We built a bot. The bot now handles the rota (using a database instead of Excel) and sends notifications to the team channel.
The bot then spread to other teams and became a popular internal product. It no longer just allocates shifts; it accounts for holidays and removed any unfairness associated with a human picking the rota uses a random draw when someone needs to cover unexpectedly. And you cannot argue with randomness.

Balancing the workload
Our release procedure involves more than ten mandatory steps, covering formal sign-offs and quality acceptance testing in the staging environment. The whole process takes up to three or four hours per release. Historically, it all fell on QA. For everyone apart from the QA engineers, this was helpfully convenient. For the QA engineers, it was not.
We wrote out the procedure step by step and began sharing release ownership with the development team, using the same bot we used for the on-call rota. We increased the release frequency from once a sprint (every two weeks), to weekly, which cuts the volume of work to be done in one hit. And if nothing else, we have a much happier bunch of QA engineers.

Fixing the grooming
We used to repeatedly blow sprints because of poorly defined requirements and mid-sprint rethinking of tasks. After several retrospective discussions, we overhauled our grooming sessions (another Scrum ceremony) to include deep task analysis and mandatory acceptance criteria. In parallel, we introduced shift-left practices in analysis and testing. The result was more predictable sprints: well-defined tasks generate fewer questions during implementation.
A platform for any question (even the small ones)
One of our developers kept coming to QA to get an authorisation token for developing and testing internal services. It disrupted both sides every time; he had to come to us, and we had to stop what we were doing to help him. Yet, no one stopped to ask how we could improve the situation.
It wasn’t until our retrospectives became a safe space—allowing him to finally vent about how inconvenient this was—that things changed. The team immediately suggested a few simple ways for him to generate the token himself. As a result, he got the autonomy he needed, and we eliminated an unnecessary context switch for both sides.
How complaining improved our working life
First, the team became a more comfortable place to work. Second, our incident numbers dropped by 76%. In two years of active process work, we cut the number of production incidents from 87 to 21, while both system complexity and release frequency continued to grow.

A note on severity levels: our production incident prioritisation runs from SEV-1 (highest) to SEV-4 (lowest).
• 2022–2023: 87 incidents. The starting point. Mostly low-severity noise (55 SEV-4 incidents) with a significant number of SEV-3 (32 incidents).

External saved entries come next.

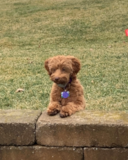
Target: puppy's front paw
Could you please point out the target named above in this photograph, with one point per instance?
(64, 114)
(52, 112)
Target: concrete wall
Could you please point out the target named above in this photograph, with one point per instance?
(86, 135)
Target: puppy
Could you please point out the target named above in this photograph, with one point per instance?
(67, 94)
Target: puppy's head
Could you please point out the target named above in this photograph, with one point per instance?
(62, 68)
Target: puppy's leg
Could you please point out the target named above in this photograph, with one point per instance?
(70, 108)
(53, 108)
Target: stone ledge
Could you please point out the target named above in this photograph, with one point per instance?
(105, 154)
(17, 127)
(85, 128)
(40, 153)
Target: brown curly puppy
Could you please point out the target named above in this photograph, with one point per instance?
(67, 95)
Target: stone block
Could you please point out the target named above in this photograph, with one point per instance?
(85, 128)
(17, 127)
(40, 153)
(105, 154)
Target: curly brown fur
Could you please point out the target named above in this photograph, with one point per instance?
(61, 69)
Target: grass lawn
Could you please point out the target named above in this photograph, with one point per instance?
(91, 30)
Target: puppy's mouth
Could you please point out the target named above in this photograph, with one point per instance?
(59, 81)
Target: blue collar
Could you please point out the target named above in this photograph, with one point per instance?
(64, 85)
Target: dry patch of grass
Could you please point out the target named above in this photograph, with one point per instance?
(93, 31)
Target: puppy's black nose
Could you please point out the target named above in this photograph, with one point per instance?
(56, 78)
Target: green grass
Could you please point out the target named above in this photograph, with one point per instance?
(91, 30)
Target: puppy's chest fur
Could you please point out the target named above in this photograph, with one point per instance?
(76, 91)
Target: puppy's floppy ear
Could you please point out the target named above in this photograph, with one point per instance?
(76, 65)
(46, 66)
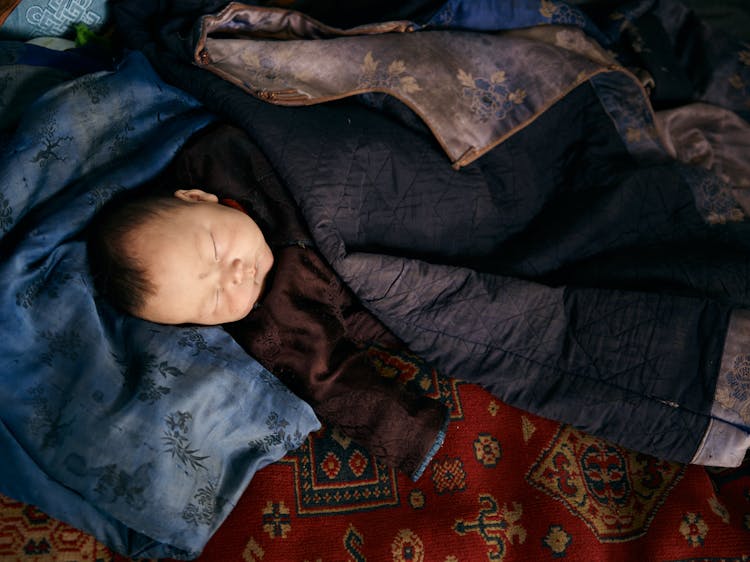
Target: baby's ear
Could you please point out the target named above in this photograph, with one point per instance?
(195, 195)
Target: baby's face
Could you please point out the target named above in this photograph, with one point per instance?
(207, 262)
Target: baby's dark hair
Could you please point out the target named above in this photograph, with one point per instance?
(117, 274)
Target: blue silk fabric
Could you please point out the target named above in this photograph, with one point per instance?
(142, 435)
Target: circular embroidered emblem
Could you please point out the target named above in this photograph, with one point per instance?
(331, 465)
(448, 475)
(487, 450)
(605, 473)
(407, 547)
(694, 529)
(416, 499)
(358, 463)
(616, 492)
(557, 540)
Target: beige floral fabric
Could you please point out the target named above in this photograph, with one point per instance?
(473, 90)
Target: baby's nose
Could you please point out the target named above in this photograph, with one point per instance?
(237, 271)
(240, 271)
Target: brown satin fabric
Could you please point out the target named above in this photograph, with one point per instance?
(6, 8)
(310, 330)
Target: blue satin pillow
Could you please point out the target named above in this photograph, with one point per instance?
(143, 435)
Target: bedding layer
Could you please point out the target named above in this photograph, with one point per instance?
(143, 435)
(567, 270)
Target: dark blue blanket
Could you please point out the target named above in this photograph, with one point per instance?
(143, 435)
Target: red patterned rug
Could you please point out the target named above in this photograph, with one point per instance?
(506, 486)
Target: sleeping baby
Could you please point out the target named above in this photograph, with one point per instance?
(234, 252)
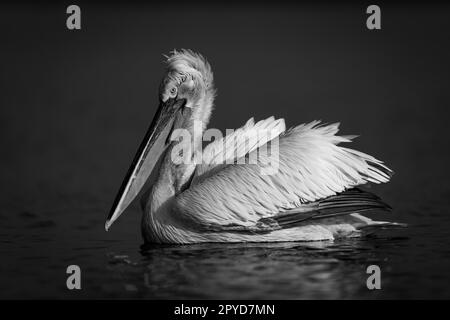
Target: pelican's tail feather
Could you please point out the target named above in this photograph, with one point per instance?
(348, 202)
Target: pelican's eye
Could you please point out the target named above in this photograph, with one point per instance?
(173, 92)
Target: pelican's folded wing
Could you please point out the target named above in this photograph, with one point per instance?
(311, 167)
(236, 145)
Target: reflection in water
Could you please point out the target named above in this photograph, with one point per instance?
(250, 271)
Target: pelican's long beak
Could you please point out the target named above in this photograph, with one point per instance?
(151, 148)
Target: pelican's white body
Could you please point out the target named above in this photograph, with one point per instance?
(216, 202)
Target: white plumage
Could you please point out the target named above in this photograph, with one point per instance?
(310, 196)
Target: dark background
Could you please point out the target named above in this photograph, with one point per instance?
(74, 106)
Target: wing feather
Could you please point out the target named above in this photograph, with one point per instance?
(311, 166)
(236, 145)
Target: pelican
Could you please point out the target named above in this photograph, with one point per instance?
(313, 194)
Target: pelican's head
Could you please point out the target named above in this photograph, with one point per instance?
(186, 95)
(189, 77)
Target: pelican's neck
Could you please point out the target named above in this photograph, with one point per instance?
(174, 174)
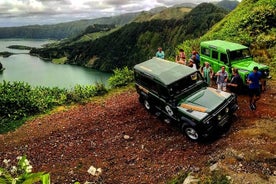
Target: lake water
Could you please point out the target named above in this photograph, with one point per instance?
(36, 72)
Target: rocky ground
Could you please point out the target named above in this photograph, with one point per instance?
(130, 145)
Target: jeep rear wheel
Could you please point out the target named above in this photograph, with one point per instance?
(191, 133)
(148, 105)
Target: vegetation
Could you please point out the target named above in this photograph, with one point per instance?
(252, 24)
(19, 100)
(62, 30)
(121, 77)
(22, 173)
(137, 41)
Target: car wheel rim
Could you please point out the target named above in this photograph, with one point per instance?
(169, 110)
(147, 105)
(191, 133)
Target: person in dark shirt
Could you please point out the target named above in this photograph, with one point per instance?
(236, 83)
(253, 80)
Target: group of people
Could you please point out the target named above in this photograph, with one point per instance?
(235, 85)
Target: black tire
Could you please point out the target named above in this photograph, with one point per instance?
(191, 133)
(147, 105)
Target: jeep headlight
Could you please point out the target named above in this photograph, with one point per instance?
(219, 117)
(227, 109)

• 2023–2024: 45 incidents. First results. The total count dropped by nearly half. We started filtering requirements more carefully at the input stage.

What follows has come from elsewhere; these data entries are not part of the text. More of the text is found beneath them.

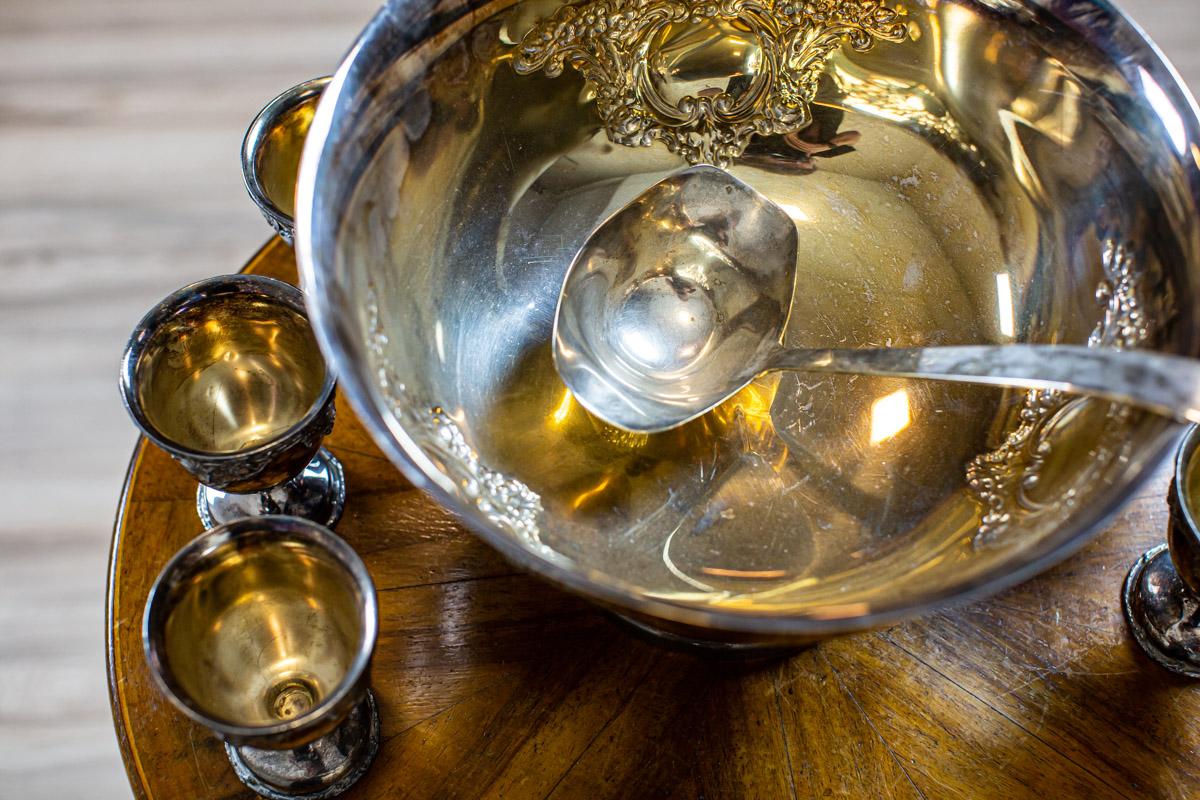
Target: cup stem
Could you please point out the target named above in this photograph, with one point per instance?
(322, 769)
(316, 493)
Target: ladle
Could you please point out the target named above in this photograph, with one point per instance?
(681, 299)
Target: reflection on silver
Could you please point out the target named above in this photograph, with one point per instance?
(460, 192)
(505, 501)
(1003, 479)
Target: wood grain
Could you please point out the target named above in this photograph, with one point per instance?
(120, 122)
(495, 685)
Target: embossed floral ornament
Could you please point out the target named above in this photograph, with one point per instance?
(703, 77)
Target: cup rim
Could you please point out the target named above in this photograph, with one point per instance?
(256, 134)
(1188, 444)
(191, 296)
(271, 528)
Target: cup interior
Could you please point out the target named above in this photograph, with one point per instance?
(228, 373)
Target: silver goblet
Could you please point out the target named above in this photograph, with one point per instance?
(270, 152)
(226, 377)
(262, 631)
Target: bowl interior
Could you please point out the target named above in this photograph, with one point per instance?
(1005, 175)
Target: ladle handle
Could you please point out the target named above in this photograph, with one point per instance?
(1165, 384)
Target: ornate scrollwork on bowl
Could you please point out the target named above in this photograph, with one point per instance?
(503, 500)
(1003, 480)
(700, 76)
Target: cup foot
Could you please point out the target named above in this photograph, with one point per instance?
(1162, 613)
(318, 493)
(318, 770)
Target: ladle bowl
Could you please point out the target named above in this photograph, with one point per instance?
(1017, 172)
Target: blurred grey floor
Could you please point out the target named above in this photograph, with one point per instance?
(120, 122)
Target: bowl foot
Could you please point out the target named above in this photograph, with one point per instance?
(683, 641)
(1162, 613)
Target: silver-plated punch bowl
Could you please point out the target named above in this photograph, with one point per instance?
(989, 172)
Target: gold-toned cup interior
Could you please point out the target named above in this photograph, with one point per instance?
(229, 373)
(261, 633)
(277, 160)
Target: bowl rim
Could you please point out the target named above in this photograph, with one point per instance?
(1098, 22)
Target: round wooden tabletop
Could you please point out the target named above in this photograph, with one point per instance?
(493, 684)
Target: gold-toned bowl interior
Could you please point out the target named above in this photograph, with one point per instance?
(228, 373)
(262, 633)
(971, 185)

• 2024–2025: 21 incidents. Another drop of more than 50%. Critical incidents (SEV-1/2) are now counted in single digits.
It wasn’t always easy. Motivating the team took effort. There were moments when people wanted to abandon the whole thing and return to the old, comfortable chaos. But we persisted, and eventually the new process became a habit.

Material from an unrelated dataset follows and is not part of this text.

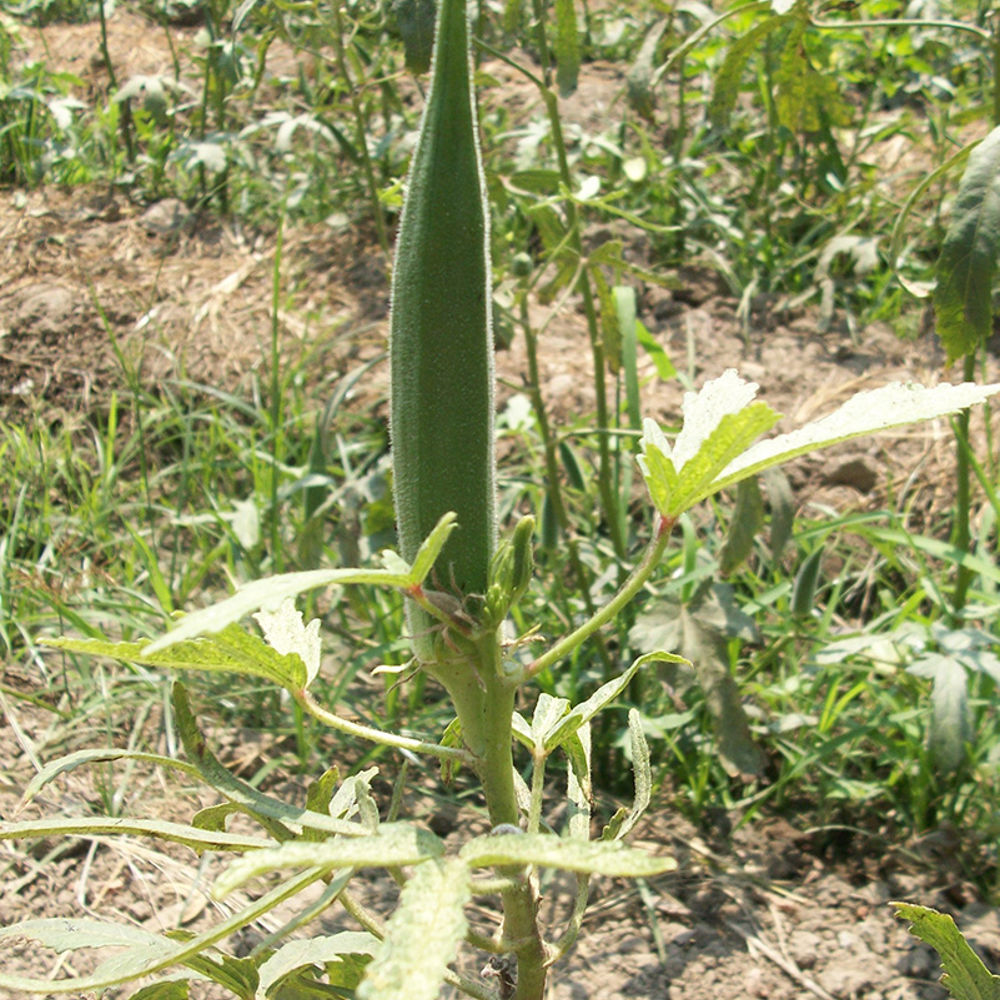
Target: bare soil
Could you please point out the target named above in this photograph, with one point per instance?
(92, 280)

The three most useful things we learned
1. Talk about difficulties. As in any relationship, things tend to get resolved when you name them clearly and calmly.
2. Don’t let problems accumulate. Log them as they arise. Better still, set up a shared space where the whole team can capture issues in real time and keep them until the next retro.
3. Automate whatever annoys you. If a process can be handed to a bot, hand it to a bot.
Complaining is a powerful tool when it’s used properly, but it’s a starting point. It’s what you do with the complaints that makes the difference.
If you want to go deeper, I recommend Agile Retrospectives: Making Good Teams Great by Esther Derby and Diana Larsen. Ksyusha Ivannikova is a QA Lead at EXANTE.